The prohibition, which is reflected in the proposed adoption of an Interpretive Notice to NFA Compliance Rules 2-4 and 2-36 ("Prohibition on the Use of Certain Electronic Funding Mechanisms"), is a result of a study by the NFA of forex dealer members' business practices. In the study, the NFA examined over 15,000 retail forex accounts and found that a number of these accounts were funded by small retail customers using a credit card or borrowed funds, and that a majority of these accounts were unprofitable.

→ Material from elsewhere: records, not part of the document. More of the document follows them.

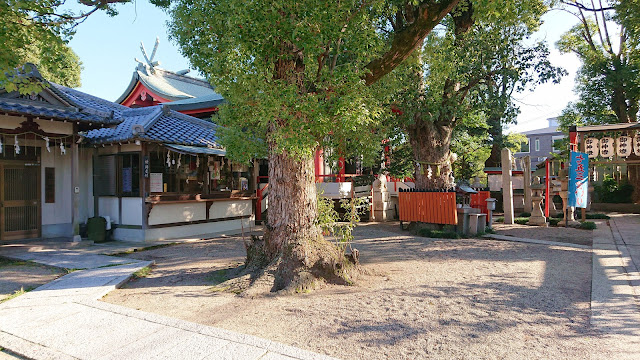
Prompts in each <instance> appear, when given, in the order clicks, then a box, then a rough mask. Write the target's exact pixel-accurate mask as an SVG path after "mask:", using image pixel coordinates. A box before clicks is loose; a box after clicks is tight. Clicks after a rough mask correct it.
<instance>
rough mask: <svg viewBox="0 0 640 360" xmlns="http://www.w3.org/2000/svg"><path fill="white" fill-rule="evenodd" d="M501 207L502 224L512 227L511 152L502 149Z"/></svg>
mask: <svg viewBox="0 0 640 360" xmlns="http://www.w3.org/2000/svg"><path fill="white" fill-rule="evenodd" d="M500 156H501V157H502V204H503V205H502V206H503V207H504V223H505V224H507V225H513V186H512V185H511V151H510V150H509V149H502V153H501V154H500Z"/></svg>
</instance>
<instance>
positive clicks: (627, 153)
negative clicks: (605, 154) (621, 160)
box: [616, 136, 632, 157]
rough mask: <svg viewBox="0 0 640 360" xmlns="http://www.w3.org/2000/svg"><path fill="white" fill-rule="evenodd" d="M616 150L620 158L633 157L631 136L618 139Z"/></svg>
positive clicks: (620, 136) (617, 138) (617, 140)
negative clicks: (630, 136) (631, 155)
mask: <svg viewBox="0 0 640 360" xmlns="http://www.w3.org/2000/svg"><path fill="white" fill-rule="evenodd" d="M616 150H617V154H618V156H619V157H627V156H629V155H631V151H632V143H631V137H630V136H620V137H619V138H617V139H616Z"/></svg>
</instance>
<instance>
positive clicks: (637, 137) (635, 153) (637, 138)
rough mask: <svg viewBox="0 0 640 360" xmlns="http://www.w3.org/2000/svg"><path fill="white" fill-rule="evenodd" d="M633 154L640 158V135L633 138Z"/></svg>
mask: <svg viewBox="0 0 640 360" xmlns="http://www.w3.org/2000/svg"><path fill="white" fill-rule="evenodd" d="M633 153H634V154H636V155H637V156H640V134H636V136H634V137H633Z"/></svg>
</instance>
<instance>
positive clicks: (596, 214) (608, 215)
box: [587, 213, 611, 219]
mask: <svg viewBox="0 0 640 360" xmlns="http://www.w3.org/2000/svg"><path fill="white" fill-rule="evenodd" d="M610 218H611V217H609V215H605V214H589V213H588V214H587V219H610Z"/></svg>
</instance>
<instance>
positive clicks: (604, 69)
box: [557, 1, 640, 202]
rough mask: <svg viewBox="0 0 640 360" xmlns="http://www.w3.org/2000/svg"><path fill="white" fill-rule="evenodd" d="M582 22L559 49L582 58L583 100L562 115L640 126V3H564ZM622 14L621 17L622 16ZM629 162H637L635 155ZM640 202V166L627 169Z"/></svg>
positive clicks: (575, 88) (569, 10) (582, 87)
mask: <svg viewBox="0 0 640 360" xmlns="http://www.w3.org/2000/svg"><path fill="white" fill-rule="evenodd" d="M561 2H562V3H563V4H564V6H565V10H566V11H569V12H571V13H572V14H573V15H574V16H575V17H576V18H577V19H578V20H579V23H578V24H577V25H576V26H574V27H573V28H572V29H571V30H569V32H567V33H566V34H564V35H563V36H562V38H561V39H560V41H558V43H557V46H558V48H559V49H560V50H561V51H563V52H572V53H574V54H576V55H577V56H578V58H579V59H580V61H581V62H582V66H581V67H580V69H578V73H577V75H576V86H575V89H576V92H577V93H578V100H577V101H576V102H574V103H570V104H569V105H568V106H567V108H565V109H564V110H563V112H562V115H561V116H560V124H561V126H563V127H565V128H566V127H568V126H569V125H591V124H613V123H629V122H636V121H638V110H639V109H640V42H639V40H640V39H639V38H638V35H639V34H640V33H638V24H637V23H636V22H634V19H636V20H637V19H639V18H640V16H638V14H639V9H640V7H639V6H638V2H637V1H619V2H618V1H611V2H603V1H561ZM618 11H619V13H618ZM629 159H633V160H635V159H637V157H636V156H635V155H631V157H630V158H629ZM627 172H628V178H629V182H630V183H631V185H633V187H634V192H633V195H632V199H633V200H634V201H636V202H637V201H639V200H640V166H638V165H628V166H627Z"/></svg>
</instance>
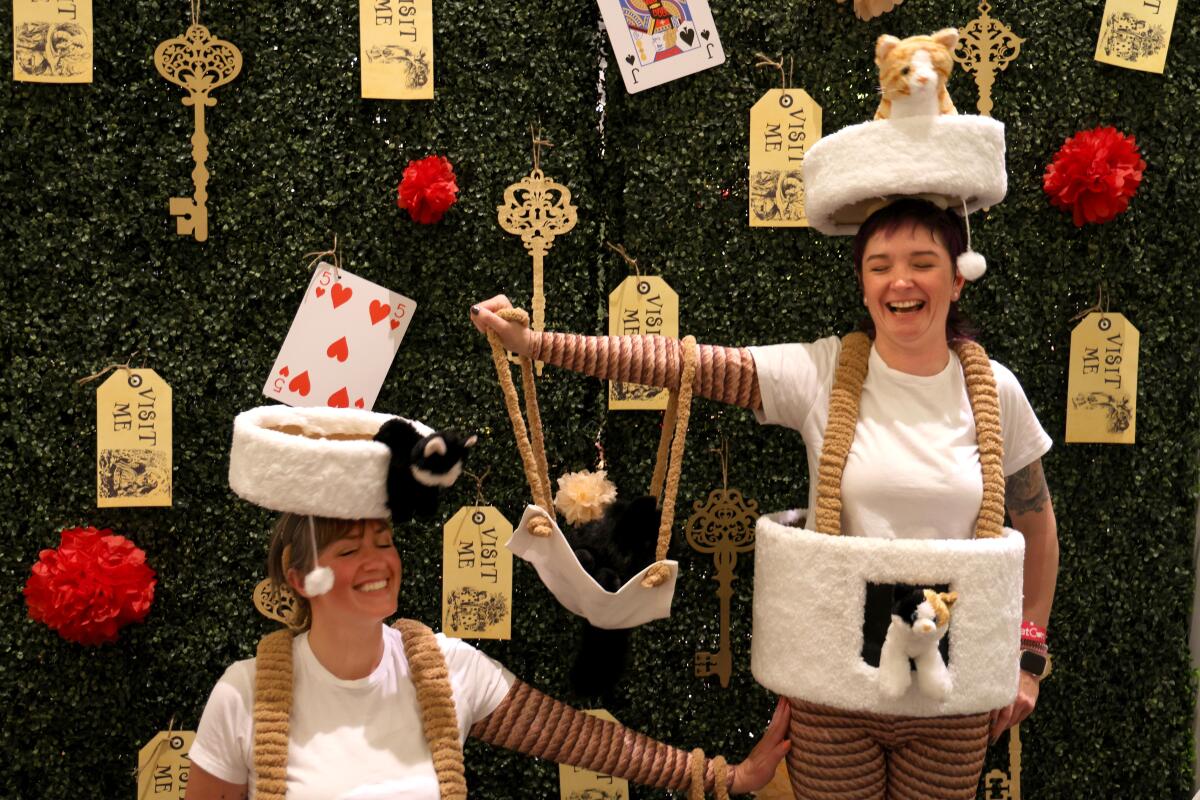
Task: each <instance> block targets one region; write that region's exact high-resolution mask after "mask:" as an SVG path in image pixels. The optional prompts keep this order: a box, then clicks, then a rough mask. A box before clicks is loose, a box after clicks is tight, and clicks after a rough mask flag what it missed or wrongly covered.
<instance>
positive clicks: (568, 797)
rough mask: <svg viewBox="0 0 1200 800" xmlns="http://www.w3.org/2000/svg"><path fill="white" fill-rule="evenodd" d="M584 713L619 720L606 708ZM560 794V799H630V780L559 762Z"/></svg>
mask: <svg viewBox="0 0 1200 800" xmlns="http://www.w3.org/2000/svg"><path fill="white" fill-rule="evenodd" d="M584 714H588V715H590V716H594V717H599V718H600V720H607V721H608V722H616V721H617V718H616V717H614V716H613V715H611V714H608V712H607V711H605V710H604V709H588V710H587V711H584ZM558 796H559V800H629V781H626V780H625V778H622V777H613V776H612V775H605V774H604V772H593V771H592V770H586V769H583V768H582V766H568V765H566V764H559V765H558Z"/></svg>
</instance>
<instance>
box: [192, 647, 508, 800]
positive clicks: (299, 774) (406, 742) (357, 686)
mask: <svg viewBox="0 0 1200 800" xmlns="http://www.w3.org/2000/svg"><path fill="white" fill-rule="evenodd" d="M383 638H384V654H383V660H382V661H380V662H379V666H378V667H377V668H376V669H374V672H372V673H371V674H370V675H368V676H366V678H361V679H358V680H342V679H340V678H335V676H334V675H332V674H331V673H330V672H329V670H328V669H325V668H324V667H323V666H322V664H320V662H319V661H317V657H316V656H314V655H313V652H312V648H311V646H310V644H308V634H307V633H302V634H300V636H298V637H295V639H294V640H293V645H292V657H293V667H292V669H293V692H294V699H293V704H292V726H290V730H289V734H290V738H289V744H288V792H287V794H288V800H383V799H384V798H386V799H388V800H402V799H403V800H436V799H437V796H438V782H437V775H436V772H434V771H433V758H432V754H431V752H430V746H428V744H427V742H426V741H425V735H424V734H422V732H421V712H420V706H418V704H416V691H415V688H414V687H413V681H412V679H410V678H409V672H408V660H407V658H406V657H404V648H403V644H402V642H401V636H400V631H396V630H395V628H391V627H384V637H383ZM437 639H438V644H439V645H440V648H442V652H443V655H444V656H445V660H446V668H448V670H449V672H450V686H451V690H452V692H454V703H455V710H456V711H457V715H458V735H460V738H461V739H463V740H466V736H467V733H468V732H469V730H470V727H472V726H473V724H474V723H475V722H478V721H479V720H482V718H484V717H486V716H487V715H488V714H491V712H492V711H494V710H496V708H497V706H498V705H499V704H500V703H502V702H503V700H504V696H505V694H506V693H508V691H509V687H511V685H512V681H514V680H515V679H514V676H512V673H510V672H509V670H508V669H505V668H504V667H502V666H500V664H499V663H498V662H496V661H493V660H492V658H490V657H488V656H486V655H484V654H482V652H480V651H479V650H476V649H475V648H473V646H470V645H469V644H467V643H466V642H461V640H458V639H450V638H446V637H444V636H443V634H440V633H438V634H437ZM253 710H254V660H253V658H247V660H246V661H239V662H236V663H235V664H233V666H232V667H229V668H228V669H227V670H226V673H224V675H222V678H221V680H220V681H217V685H216V686H215V687H214V688H212V694H211V696H210V697H209V702H208V705H205V706H204V715H203V716H202V717H200V724H199V729H198V730H197V733H196V741H194V744H193V745H192V750H191V752H190V758H191V760H192V762H194V763H196V764H197V765H198V766H200V768H202V769H203V770H205V771H206V772H210V774H211V775H214V776H216V777H218V778H221V780H222V781H228V782H229V783H246V784H248V787H250V796H251V798H253V796H254V758H253V748H254V722H253Z"/></svg>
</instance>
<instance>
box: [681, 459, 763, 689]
mask: <svg viewBox="0 0 1200 800" xmlns="http://www.w3.org/2000/svg"><path fill="white" fill-rule="evenodd" d="M718 452H720V455H721V488H719V489H713V491H712V492H709V493H708V499H707V500H706V501H703V503H701V501H700V500H696V501H695V503H694V504H692V509H695V511H696V513H694V515H691V517H689V518H688V524H686V525H685V527H684V533H685V534H686V536H688V543H689V545H691V547H692V549H696V551H700V552H701V553H712V554H713V563H714V565H715V566H716V575H715V576H713V581H716V596H718V599H719V600H720V603H721V639H720V648H719V649H718V651H716V652H704V651H697V652H696V676H697V678H708V676H709V675H716V676H718V678H719V679H720V681H721V688H728V686H730V676H731V675H732V674H733V649H732V646H731V645H730V602H731V600H732V599H733V581H734V579H736V577H734V575H733V567H734V566H737V564H738V553H750V552H752V551H754V536H755V523H756V522H757V519H758V503H757V501H756V500H746V499H745V498H743V497H742V492H739V491H738V489H731V488H730V486H728V477H730V471H728V444H727V443H722V446H721V450H720V451H718Z"/></svg>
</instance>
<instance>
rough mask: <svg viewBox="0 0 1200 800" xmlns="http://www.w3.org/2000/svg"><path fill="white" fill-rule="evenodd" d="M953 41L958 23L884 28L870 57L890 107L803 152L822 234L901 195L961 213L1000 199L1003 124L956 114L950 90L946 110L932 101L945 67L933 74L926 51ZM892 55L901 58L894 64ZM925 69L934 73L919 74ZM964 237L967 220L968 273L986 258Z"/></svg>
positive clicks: (871, 210)
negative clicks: (886, 109)
mask: <svg viewBox="0 0 1200 800" xmlns="http://www.w3.org/2000/svg"><path fill="white" fill-rule="evenodd" d="M956 40H958V31H955V30H954V29H947V30H946V31H940V32H938V34H935V35H934V36H932V37H930V36H914V37H911V38H908V40H904V41H902V42H901V41H899V40H895V38H894V37H890V36H883V37H880V42H878V44H877V48H876V62H877V64H878V65H880V71H881V78H882V80H883V84H884V102H886V103H887V107H888V112H887V113H888V114H890V116H889V118H887V119H875V120H874V121H871V122H863V124H860V125H852V126H850V127H847V128H842V130H841V131H838V132H836V133H833V134H830V136H828V137H824V138H822V139H820V140H818V142H817V143H816V144H814V145H812V148H811V149H810V150H809V151H808V154H806V155H805V156H804V163H803V167H802V169H803V173H804V186H805V199H804V203H805V211H806V213H808V217H809V223H810V224H811V225H812V227H814V228H816V229H817V230H820V231H821V233H823V234H827V235H834V236H836V235H852V234H854V233H857V231H858V228H859V225H862V224H863V222H865V221H866V218H868V217H869V216H870V215H872V213H874V212H875V211H877V210H878V209H881V207H883V206H884V205H887V204H888V203H890V201H893V200H898V199H900V198H904V197H918V198H923V199H926V200H931V201H934V203H935V204H936V205H938V206H941V207H943V209H947V207H949V209H954V210H956V211H960V212H961V213H962V215H964V216H966V215H967V213H970V212H971V211H976V210H978V209H984V207H990V206H992V205H996V204H997V203H1000V201H1001V200H1002V199H1004V194H1006V192H1007V191H1008V176H1007V174H1006V170H1004V126H1003V124H1001V122H997V121H996V120H994V119H991V118H988V116H973V115H961V116H960V115H958V113H956V112H954V107H953V104H952V103H949V101H948V96H947V100H944V101H943V102H944V103H946V104H944V106H943V108H948V109H949V110H940V107H938V94H942V95H944V85H946V82H944V78H946V74H941V78H940V79H937V78H936V74H937V73H936V71H934V70H932V68H931V67H930V66H929V60H930V59H929V55H928V53H930V52H932V53H938V50H937V48H941V53H942V54H943V55H946V58H948V52H949V48H948V46H947V44H946V42H953V41H956ZM923 54H924V55H923ZM898 59H902V60H904V61H902V64H895V65H893V64H892V62H893V61H896V60H898ZM894 67H899V68H894ZM922 70H924V71H925V72H926V73H928V74H929V76H931V77H934V78H935V79H934V80H932V82H922ZM883 113H884V112H883V110H882V107H881V114H883ZM970 241H971V230H970V224H968V225H967V252H965V253H962V254H961V255H960V257H959V260H958V267H959V271H960V272H962V275H964V277H966V278H967V279H968V281H974V279H977V278H978V277H980V276H982V275H983V272H984V271H985V270H986V263H985V261H984V259H983V257H982V255H979V254H978V253H976V252H973V251H971V246H970Z"/></svg>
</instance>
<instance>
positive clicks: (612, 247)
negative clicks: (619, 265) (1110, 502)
mask: <svg viewBox="0 0 1200 800" xmlns="http://www.w3.org/2000/svg"><path fill="white" fill-rule="evenodd" d="M605 245H606V246H607V247H608V249H611V251H612V252H614V253H617V254H618V255H620V257H622V258H623V259H625V264H629V266H630V267H631V269H632V270H634V275H636V276H637V277H642V271H641V270H638V269H637V259H636V258H634V257H632V255H630V254H629V253H628V252H625V246H624V245H613V243H612V242H611V241H605Z"/></svg>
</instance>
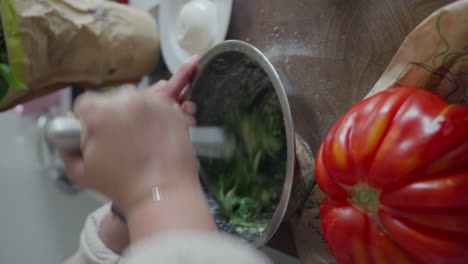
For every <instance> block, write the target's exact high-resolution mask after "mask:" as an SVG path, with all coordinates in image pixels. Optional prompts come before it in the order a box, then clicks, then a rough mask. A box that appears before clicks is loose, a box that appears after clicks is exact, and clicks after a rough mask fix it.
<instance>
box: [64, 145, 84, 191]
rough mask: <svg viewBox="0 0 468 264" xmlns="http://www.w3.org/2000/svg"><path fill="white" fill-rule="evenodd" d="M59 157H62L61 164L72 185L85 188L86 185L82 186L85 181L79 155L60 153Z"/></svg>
mask: <svg viewBox="0 0 468 264" xmlns="http://www.w3.org/2000/svg"><path fill="white" fill-rule="evenodd" d="M60 155H61V157H62V160H63V163H64V164H65V169H66V170H67V172H68V177H69V180H70V181H71V182H73V183H74V184H77V185H80V186H82V187H86V186H83V185H86V184H83V183H84V182H83V180H84V179H85V170H84V163H83V158H82V156H81V154H79V153H72V152H62V153H60Z"/></svg>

The proposed Interpretive Notice therefore prohibits members from allowing customers to fund futures or forex accounts with a credit card or other electronic methods tied to a credit card. According to the NFA, this prohibition is consistent with the NFA's position that it is a violation of Compliance Rule 2-4 ("Just and Equitable Principles of Trade") and Rule 2-36 ("Requirements for Forex Transactions") to encourage customers to borrow money to invest, since credit "readily allows individuals to borrow funds to purchase goods and services" and "without adequate mechanisms in place to ensure that customers are not borrowing funds to invest in the highly volatile futures and forex markets, Members should not be permitted to allow their customers to invest via electronic funding mechanisms." The proposed Interpretive Notice does not, however, ban forms of electronic funding mechanisms that are tied to a customer's bank account at a financial institution, such as a debit card or PayPal account.
See: Proposed Adoption of Interpretive Notice to Compliance Rules 2-4 and 2-36; NFA Press Release.